Be prepared to read about heaps of big plays in the passing game during scrimmages this spring. And expect to see some fireworks in the G-Day Game. As a result of this change on offense, you should also expect . . .

Cornerbacks getting beat

Since 2017, Georgia has been more than solid at cornerback. Some of the best corners in recent school history have played during the last four years. 

While Georgia’s current crop of corners is talented enough to join those ranks, they don’t have the experience to be shutdown corners this spring or at least they shouldn’t expected to be. So, for the first time in a while, be prepared to hear reports of corners getting torched in scrimmages. 


Pass rush

How can Georgia’s pass rush possibly improve after losing Azeez Ojulari and Jermaine Johnson? Easy, add a pass rush from more positions.

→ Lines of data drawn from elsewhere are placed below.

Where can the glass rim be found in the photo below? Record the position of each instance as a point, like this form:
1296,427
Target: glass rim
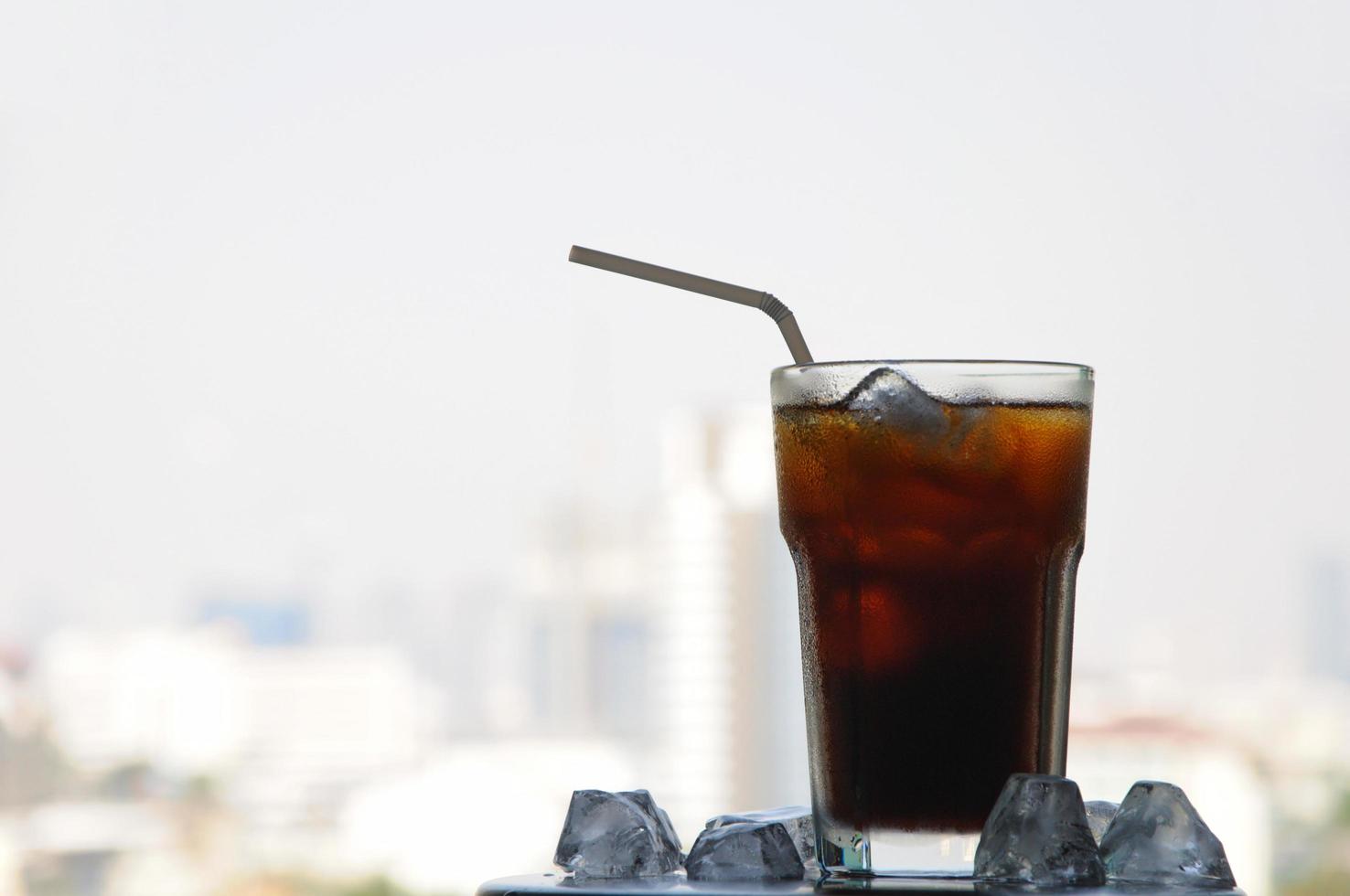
991,368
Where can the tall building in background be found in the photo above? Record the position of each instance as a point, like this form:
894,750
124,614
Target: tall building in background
586,587
729,733
1327,618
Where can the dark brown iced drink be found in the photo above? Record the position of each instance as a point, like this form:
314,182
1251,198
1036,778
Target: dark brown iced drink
936,540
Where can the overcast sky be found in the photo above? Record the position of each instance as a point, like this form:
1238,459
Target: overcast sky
283,285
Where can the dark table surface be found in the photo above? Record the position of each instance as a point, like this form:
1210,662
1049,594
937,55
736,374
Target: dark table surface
561,884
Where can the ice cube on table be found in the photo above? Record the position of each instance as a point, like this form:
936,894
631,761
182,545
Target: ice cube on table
616,836
1038,834
1157,837
797,819
1099,816
666,831
745,850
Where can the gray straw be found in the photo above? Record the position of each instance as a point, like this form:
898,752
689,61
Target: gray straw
695,283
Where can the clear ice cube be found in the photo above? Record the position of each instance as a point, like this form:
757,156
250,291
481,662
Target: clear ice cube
1038,834
890,397
616,836
797,819
745,850
1157,837
666,831
1099,816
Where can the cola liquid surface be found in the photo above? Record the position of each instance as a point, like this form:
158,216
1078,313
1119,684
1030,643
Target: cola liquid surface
927,552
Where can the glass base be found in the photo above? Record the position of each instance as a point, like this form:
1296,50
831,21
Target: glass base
898,853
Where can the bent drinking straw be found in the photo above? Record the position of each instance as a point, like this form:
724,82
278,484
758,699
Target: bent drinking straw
695,283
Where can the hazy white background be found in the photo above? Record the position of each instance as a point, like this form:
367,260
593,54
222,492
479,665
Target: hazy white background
284,294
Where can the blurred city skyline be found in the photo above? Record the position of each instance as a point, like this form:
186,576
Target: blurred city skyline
286,297
289,343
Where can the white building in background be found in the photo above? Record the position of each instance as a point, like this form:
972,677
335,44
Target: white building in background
286,731
729,733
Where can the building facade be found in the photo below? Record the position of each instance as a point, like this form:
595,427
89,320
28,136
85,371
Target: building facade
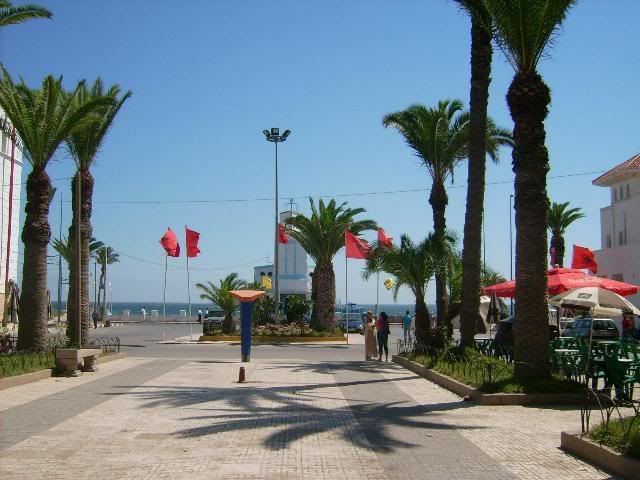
11,156
619,254
294,277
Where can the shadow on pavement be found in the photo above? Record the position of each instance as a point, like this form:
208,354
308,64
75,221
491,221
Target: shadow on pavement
293,410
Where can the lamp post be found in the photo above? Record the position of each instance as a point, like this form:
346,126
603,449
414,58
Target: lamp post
510,250
275,137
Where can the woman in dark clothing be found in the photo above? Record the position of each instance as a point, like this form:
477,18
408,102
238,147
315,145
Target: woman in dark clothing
382,325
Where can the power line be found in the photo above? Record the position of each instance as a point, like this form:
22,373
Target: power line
336,195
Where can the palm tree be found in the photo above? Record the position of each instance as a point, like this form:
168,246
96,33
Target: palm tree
12,14
104,256
559,219
43,118
64,247
523,29
220,295
84,145
322,236
440,138
413,265
481,55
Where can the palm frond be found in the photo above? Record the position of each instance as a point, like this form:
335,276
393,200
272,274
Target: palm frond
524,29
12,14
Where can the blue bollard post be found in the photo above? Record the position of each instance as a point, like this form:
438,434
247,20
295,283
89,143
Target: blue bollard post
245,330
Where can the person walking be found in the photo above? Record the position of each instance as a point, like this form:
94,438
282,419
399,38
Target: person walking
406,326
370,348
382,325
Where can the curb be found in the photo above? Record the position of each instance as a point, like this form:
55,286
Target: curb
270,339
31,377
494,399
601,456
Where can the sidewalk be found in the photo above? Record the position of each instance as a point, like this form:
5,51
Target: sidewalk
159,418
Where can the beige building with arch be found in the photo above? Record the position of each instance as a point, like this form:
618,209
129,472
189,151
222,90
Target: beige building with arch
619,254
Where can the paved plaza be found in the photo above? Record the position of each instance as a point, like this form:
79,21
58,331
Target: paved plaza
327,416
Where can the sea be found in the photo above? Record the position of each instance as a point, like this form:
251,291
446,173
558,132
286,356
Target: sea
173,309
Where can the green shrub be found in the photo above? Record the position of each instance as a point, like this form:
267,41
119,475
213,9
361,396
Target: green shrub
621,435
488,374
18,363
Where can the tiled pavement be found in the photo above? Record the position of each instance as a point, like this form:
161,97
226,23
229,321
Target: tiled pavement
291,420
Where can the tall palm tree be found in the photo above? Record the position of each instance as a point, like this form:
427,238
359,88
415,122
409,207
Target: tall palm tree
103,256
84,145
440,138
12,14
413,265
481,55
220,295
523,30
559,219
43,118
322,236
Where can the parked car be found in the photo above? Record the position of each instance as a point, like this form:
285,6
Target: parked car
603,328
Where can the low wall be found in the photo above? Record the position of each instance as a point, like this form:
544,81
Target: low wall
489,398
31,377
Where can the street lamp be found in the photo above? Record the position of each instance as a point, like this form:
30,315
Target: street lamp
275,137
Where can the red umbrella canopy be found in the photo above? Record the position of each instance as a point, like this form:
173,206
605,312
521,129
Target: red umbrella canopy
562,279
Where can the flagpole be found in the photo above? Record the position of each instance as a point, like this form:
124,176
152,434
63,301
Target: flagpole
164,293
189,296
377,290
346,292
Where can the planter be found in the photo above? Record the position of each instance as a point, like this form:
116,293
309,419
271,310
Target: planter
31,377
601,456
481,398
270,339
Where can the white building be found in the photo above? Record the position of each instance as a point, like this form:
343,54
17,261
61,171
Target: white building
10,200
619,254
294,277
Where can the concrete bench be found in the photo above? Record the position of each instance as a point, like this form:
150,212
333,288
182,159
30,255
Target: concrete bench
69,360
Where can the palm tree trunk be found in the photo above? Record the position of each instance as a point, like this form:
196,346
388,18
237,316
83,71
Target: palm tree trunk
481,53
439,200
85,236
36,234
528,98
557,242
423,324
314,299
325,295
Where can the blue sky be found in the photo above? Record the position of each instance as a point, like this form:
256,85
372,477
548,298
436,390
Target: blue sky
209,76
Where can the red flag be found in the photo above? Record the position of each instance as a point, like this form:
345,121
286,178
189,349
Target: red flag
192,243
584,258
356,248
283,236
169,242
384,240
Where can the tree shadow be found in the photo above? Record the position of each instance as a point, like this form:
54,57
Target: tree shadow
292,411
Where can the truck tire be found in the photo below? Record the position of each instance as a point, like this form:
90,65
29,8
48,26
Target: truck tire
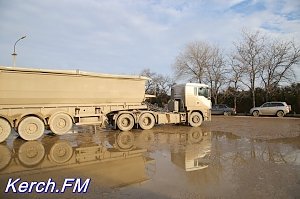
31,128
280,114
61,152
147,121
125,122
31,153
5,129
60,123
5,156
125,140
195,119
255,113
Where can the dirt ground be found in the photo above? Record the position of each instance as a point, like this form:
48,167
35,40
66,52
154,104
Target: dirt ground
229,157
255,127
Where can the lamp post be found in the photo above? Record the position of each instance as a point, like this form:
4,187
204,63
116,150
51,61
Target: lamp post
15,54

Travon Walker taking over starting defensive end duties is big for Georgia’s pass rush. Malik Herring was a great run-stopper and overall player, but he was never going to rank high on Georgia’s sack charts. Walker has the ability to beat offensive linemen in multiple ways to get to the quarterback. 

Walker’s fellow starters on the defensive line also aren’t too shabby at rushing the passer. Devonte Wyatt is an underrated pass rusher who’s constantly getting in quarterback’s faces. Jordan Davis is one of the top returning defensive lineman in football and he’s returning in part to prove he can become a force as a pass rusher. 

On top of that, Jalen Carter and Georgia’s interior defensive line should become a problem for opponents, but especially an offensive line from Georgia that will be figuring itself out this spring. 

The Bulldogs will also gain an improved pass rush from the second level. Channing Tindall moves up the linebacker depth chart, as he is the key backup going into the spring. Tindall could play on a lot of passing downs this season as Georgia looks to find ways to reach the quarterback.

Georgia’s leading rusher will still come from the edge, most likely Adam Anderson. However, more variety in Georgia’s pass rush will make Georgia’s front a lot harder to deal with. Nolan Smith will also need to take a considerable leap as a verified pass-rush threat this spring.